10.23: Human Nature
In which one of the best Doctor Who novels from my youth becomes one of the best Doctor Who stories on television ever.
Broadcast: May 2007
Watched: September 2021
A note, for the uninitiated. While Doctor Who was off air in the 90s, a series of novels from Virgin Publishing, the New Adventures, continued the story from the end of the television series. These were hugely influential, on both the shape of the series when it came back and on the shape of my brain; their writers included Russell T. Davies, Mark Gatiss and Gareth Roberts.
The one who really made an impact, on series and brain alike, though, was Paul Cornell, who wrote book after book radically reshaping everyone’s sense of Doctor Who. His fourth, published in May 1995, was called Human Nature, and concerned the 7th Doctor turning himself a human school teacher and falling in love with a nurse called Joan, leaving his companion Benny to somehow cope with life in 1914. It was brilliant.
And then, a dozen years later, this happened:
“It must be so confusing for you... This is what we call a story.” From Chiball to Cornell, from the ridiculous to the sublime, from the future to the past, in more ways than one.
One of the ways in which this is great is that it absolutely doesn’t sugarcoat the fact that in 1913 people were, by modern standards, arses.

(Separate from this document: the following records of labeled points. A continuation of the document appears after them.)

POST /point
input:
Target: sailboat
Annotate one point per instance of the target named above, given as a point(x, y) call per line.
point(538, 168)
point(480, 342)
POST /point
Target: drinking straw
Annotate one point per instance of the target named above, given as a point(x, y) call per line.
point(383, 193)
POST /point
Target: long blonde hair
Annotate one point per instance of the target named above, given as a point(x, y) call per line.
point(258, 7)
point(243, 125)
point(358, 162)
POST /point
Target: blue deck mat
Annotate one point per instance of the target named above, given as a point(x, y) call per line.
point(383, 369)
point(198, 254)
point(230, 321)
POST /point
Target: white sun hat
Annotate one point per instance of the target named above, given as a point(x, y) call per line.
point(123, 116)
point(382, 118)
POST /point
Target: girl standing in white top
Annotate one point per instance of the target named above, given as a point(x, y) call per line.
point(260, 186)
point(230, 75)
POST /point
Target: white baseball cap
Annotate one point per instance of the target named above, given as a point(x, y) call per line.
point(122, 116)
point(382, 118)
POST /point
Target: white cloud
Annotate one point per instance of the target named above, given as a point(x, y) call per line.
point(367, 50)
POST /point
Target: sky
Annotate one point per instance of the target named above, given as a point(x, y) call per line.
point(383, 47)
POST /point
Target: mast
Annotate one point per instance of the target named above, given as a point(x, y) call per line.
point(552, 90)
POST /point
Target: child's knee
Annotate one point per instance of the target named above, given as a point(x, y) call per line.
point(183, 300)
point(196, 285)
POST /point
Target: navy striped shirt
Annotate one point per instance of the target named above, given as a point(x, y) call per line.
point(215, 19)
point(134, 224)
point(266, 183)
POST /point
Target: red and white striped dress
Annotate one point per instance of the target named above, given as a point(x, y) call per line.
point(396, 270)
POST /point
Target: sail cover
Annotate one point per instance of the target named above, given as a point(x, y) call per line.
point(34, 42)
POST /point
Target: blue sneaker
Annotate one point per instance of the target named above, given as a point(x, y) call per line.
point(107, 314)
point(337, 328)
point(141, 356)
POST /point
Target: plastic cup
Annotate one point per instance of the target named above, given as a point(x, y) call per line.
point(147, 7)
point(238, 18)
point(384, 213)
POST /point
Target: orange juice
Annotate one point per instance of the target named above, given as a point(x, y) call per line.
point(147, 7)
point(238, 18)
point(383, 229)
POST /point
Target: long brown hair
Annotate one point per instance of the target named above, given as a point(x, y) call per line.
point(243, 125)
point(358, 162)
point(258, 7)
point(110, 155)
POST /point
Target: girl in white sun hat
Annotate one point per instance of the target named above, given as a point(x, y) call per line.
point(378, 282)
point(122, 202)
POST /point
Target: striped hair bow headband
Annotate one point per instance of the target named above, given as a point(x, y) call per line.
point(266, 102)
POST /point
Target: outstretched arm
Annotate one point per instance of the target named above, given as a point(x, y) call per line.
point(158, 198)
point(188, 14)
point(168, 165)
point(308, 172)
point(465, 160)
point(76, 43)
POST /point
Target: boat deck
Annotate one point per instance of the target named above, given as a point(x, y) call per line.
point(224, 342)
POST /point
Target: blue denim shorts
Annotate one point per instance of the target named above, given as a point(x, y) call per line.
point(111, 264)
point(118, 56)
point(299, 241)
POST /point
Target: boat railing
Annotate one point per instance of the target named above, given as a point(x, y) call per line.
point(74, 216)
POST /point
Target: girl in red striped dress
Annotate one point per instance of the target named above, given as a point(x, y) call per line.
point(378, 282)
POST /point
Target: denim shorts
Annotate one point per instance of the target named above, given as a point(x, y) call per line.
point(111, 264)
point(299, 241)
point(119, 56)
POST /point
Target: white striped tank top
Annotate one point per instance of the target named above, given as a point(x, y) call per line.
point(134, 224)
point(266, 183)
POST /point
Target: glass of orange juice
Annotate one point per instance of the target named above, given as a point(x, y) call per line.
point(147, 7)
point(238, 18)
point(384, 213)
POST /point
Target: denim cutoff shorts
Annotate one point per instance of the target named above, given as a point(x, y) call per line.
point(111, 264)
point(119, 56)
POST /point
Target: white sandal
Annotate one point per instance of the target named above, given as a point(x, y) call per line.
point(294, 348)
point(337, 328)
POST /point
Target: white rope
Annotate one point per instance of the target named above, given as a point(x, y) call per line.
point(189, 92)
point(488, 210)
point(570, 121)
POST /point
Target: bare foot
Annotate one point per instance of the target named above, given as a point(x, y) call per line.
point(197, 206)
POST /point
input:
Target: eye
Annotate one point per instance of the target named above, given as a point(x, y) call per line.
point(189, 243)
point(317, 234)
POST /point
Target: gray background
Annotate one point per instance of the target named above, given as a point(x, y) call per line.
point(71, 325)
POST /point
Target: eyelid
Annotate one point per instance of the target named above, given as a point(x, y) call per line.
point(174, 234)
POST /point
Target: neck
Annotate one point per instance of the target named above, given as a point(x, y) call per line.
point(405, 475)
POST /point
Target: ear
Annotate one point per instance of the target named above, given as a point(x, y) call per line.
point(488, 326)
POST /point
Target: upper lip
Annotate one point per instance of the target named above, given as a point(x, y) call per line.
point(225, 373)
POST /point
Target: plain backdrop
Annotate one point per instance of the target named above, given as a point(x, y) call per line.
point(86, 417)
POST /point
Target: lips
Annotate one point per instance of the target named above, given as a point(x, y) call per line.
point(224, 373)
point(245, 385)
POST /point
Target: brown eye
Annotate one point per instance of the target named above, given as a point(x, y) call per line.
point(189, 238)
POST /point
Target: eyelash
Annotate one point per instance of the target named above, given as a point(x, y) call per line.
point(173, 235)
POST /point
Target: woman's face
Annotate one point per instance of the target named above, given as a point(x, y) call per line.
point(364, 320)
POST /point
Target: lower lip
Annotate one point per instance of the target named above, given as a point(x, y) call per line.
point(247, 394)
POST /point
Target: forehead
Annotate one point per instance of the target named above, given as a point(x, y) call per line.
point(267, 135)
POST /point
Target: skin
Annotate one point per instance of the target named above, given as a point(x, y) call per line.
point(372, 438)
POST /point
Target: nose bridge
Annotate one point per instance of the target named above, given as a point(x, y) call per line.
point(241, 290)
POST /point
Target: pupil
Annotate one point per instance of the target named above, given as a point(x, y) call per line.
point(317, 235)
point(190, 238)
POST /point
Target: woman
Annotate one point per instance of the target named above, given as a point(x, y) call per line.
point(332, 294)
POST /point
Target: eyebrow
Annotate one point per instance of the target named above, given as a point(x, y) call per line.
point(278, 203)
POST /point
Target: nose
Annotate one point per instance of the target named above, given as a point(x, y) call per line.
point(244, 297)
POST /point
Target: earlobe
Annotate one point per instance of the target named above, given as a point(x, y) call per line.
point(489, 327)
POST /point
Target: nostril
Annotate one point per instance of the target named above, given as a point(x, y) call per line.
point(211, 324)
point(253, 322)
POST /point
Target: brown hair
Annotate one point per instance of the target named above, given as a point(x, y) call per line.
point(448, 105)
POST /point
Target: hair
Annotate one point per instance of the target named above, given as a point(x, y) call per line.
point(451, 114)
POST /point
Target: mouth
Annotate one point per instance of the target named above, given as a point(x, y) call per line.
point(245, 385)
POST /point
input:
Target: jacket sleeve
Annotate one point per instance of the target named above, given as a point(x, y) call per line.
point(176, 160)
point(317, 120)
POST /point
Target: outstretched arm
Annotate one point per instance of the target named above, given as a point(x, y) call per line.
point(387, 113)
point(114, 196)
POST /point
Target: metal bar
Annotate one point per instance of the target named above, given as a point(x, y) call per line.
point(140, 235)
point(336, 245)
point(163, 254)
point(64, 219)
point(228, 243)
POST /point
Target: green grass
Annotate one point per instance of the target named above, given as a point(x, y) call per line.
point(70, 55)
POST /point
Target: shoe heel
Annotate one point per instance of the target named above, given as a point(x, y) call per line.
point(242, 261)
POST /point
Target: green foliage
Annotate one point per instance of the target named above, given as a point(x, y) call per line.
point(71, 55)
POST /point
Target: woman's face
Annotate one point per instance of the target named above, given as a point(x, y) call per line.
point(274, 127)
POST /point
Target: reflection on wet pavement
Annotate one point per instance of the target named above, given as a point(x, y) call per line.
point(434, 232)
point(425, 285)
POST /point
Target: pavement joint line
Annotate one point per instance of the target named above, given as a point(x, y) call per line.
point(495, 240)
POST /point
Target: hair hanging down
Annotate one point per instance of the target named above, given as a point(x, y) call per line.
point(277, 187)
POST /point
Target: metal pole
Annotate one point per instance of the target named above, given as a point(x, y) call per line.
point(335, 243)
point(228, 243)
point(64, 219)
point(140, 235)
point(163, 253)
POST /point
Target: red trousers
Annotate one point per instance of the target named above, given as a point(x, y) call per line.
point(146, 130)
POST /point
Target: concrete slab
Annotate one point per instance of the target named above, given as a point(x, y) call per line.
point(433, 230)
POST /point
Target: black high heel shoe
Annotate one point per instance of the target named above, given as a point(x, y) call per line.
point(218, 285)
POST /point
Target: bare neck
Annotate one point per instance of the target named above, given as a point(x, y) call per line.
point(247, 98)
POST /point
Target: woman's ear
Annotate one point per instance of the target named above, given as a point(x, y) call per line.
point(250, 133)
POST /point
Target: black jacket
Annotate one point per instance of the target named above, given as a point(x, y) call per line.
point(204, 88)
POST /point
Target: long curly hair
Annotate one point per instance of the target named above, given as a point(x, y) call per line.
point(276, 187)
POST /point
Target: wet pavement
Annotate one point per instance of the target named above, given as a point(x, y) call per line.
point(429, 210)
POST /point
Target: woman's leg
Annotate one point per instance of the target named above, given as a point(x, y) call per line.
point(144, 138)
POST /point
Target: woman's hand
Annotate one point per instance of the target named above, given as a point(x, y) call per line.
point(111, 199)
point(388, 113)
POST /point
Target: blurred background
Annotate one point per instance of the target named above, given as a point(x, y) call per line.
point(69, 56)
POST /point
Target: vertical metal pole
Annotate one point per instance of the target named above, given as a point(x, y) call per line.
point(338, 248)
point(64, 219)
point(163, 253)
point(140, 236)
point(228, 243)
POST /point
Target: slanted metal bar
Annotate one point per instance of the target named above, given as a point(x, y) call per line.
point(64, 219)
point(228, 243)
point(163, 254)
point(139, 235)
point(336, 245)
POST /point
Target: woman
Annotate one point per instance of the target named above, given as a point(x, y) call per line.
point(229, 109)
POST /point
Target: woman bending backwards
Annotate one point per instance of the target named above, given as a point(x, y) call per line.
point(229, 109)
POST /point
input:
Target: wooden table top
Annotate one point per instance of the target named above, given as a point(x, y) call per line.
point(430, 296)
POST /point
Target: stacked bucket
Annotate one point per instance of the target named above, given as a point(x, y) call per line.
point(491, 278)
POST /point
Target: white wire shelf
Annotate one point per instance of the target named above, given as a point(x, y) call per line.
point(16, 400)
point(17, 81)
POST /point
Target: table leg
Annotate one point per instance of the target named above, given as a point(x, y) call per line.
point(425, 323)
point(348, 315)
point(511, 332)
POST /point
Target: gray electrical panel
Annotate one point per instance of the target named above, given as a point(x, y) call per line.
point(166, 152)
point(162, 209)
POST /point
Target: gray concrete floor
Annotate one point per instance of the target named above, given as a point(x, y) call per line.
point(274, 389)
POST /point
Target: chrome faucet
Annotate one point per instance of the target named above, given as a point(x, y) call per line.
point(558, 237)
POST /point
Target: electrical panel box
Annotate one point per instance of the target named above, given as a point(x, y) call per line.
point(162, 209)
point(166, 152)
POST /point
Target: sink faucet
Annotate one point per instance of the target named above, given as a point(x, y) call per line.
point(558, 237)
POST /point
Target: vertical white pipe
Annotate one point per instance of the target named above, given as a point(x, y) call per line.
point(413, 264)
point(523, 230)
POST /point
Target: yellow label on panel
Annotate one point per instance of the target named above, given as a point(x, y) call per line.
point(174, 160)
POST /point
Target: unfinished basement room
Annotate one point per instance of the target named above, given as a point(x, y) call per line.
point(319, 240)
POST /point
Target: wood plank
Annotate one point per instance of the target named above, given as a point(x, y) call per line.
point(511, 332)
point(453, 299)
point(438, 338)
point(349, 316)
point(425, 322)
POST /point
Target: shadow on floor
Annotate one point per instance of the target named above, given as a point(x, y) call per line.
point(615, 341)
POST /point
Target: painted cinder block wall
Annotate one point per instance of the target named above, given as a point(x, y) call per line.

The Shakespeare one says “hey, people in the 1590s were just like us, yeah?”; this one says “everyone in 1913 was some combination of racist, sexist, classist and patronising, even the good guys”. Dr Smith lets the kids beat each other; the headmaster’s a racist, and wants his kids to learn how to use machine guns. When the aliens capture Jenny, her delivery of “What have I done?” is heartbreaking, both in itself and because her natural assumption is that this is her fault.
All of which makes Martha’s complete refusal to adjust to any of it all the better. The way she works out Jenny’s possessed; the way she says hello to the TARDIS; the way she doesn’t care about looking nuts... Freema is a weaker actress than Billie, but Martha’s a much better character than Rose, I think. (Martha spends very little of her run just travelling normally with the Doctor does she? It’s all “one quick journey” or “major crisis”.)
Another brilliant thing about this one is that the show is really starting to push the bounds with how it structures stories. This episode is more gentle in setting everything up than any previous part one – it takes time to give us the characters and a nascent love story; the action doesn’t even start until the last act, really.
It also makes liberal use of time jumps, with Latimer’s flashforward to the war, and that incredible intro which sets up the entire plot in about 90 seconds, but then saves the explanation for later so you’re not overwhelmed. (This is the first of two stories running in which the Tennant Doctor will spend most of his screentime explaining the plot into a camera.)
And of course it’s creepy as hell. The silent girl with the balloon. The terrifying scarecrows. Plus the war is ever present, not just in the drills and the flash forward, but in the Crimea veteran literally begging and the references to Mafeking or Joan’s husband, lost in the Boer War.
So, in conclusion, this is one of the best stories yet, certainly the most sophisticated. My faction of fandom was right: the New Adventures are the best ones.
Other things:
You can tell Joan fancies Smith because she lets him bore on about his dreams.
The guest performances are all great (Hynes, Stanton, Torrens) but Harry Lloyd is just brilliant at playing both a drip and a bully and making them clearly the same character.
Reassuring to learn that Tennant, who seems to look good in anything, can't wear a greatcoat to save his life, he just ends up looking a weird shape, like Jacob Rees-Mogg. The sequence in which he saves a baby from a falling piano is hilarious, mind.
The use of flash forwards in the "next time" sequence to suggest the Doctor might settle down and have kids is brilliantly cheeky.
“My parents were Sydney and Verity…” I wonder if they had a dog called Rex and also a bunny.
Post 2005 Who at its best, obviously, but an annoying goof in the scene where the boys are all practicing their shooting and a white van can be seen passing in the distance (forget if it’s in this, or Family Of Blood).